まだ顔を上げないニーナの肩をクレナはそっと撫でる。
「もし嫌だって言うなら無理に会う必要はないわ? でも、あなたも本当は───」
「分かってるの……」
クレナの言葉に続けるようにニーナは言った。
「このままじゃだめだって私が1番分かってる。 でも、まだ会えないよ……」
「ニーナ……」
やはりまだ心の準備ができていないのだろうかと思い、クレナはやるせなそうに吐息をつく。
そして、ユウ達にその旨を伝えようと思いたった時、ニーナが「だって!」と言葉を紡いだ。
「だって……こんな格好じゃ会えないよ」
顔をわずかに赤らめながら、自分の姿を見下ろしてそう言った。
「ちゃんとした服に着替えてからじゃないと、恥ずかしいよ…」
「あ、そういうこと。 別に変じゃないわよ?」
ニーナの言わんとしていることを察し、自分の考えが杞憂だったことが分かると、ほっと胸をなでおろしながらも彼女の格好を見てそう言った。
グレーのパーカーに黒のショートパンツといった服装で、特に変に思われる要素はない。
しかし、さすが母と言うべきか、クレナはニーナが何を気にしているのかにはすぐに気がついた。

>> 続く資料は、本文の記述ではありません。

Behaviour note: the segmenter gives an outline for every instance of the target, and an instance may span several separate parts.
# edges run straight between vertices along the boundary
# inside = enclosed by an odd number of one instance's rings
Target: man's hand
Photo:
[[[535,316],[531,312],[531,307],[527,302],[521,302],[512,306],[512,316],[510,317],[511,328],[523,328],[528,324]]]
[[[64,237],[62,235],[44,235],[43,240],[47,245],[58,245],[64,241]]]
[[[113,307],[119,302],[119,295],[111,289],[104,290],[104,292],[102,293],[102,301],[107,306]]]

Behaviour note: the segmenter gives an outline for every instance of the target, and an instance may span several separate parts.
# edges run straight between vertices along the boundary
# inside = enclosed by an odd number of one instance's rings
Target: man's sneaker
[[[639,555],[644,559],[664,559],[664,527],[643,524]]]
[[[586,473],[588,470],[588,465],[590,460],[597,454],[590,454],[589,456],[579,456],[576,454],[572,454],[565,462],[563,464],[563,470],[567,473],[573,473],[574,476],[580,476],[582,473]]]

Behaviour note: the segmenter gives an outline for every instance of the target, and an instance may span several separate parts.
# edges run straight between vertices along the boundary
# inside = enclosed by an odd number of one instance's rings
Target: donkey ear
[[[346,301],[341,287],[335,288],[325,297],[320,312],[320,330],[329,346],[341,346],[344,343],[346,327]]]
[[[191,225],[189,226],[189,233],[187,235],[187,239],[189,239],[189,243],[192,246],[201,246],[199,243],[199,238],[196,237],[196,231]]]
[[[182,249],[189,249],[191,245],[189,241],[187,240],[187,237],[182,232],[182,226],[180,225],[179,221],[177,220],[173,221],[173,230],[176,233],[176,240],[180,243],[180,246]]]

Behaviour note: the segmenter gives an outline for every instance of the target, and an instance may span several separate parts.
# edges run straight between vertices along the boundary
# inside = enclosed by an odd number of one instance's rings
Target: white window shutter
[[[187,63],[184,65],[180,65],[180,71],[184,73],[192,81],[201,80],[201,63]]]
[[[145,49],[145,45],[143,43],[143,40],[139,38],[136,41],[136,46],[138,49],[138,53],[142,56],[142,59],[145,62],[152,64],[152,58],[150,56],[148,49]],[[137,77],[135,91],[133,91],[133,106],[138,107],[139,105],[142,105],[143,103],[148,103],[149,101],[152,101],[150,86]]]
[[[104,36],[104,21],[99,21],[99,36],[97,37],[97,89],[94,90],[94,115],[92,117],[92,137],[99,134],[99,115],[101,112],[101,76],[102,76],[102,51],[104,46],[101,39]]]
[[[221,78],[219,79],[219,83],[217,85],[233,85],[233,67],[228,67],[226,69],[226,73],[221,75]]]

そしてニヤニヤしながら、納得したように「あぁ」と零す。
「彼、格好いいものねぇ。 すらっとしてるし、都会の青年って感じ。 確かに、ニーナが好きそうなタイプかも」
「い、言わないでっ!」
ぺらぺらと心の内を暴いてくる母に、ニーナは顔を真っ赤にしていた。
「それじゃあひとまず、会うってことでいいのね?」
クレナがそう確認すると、ニーナはまだ頬を赤らめたままながらも、無言で頷いた。
その返事を見てクレナはどこか安堵したように微笑む。
「じゃあ、伝えてくるわね」
そう言ってクレナは待たせているユウとアランの方へ戻って行った。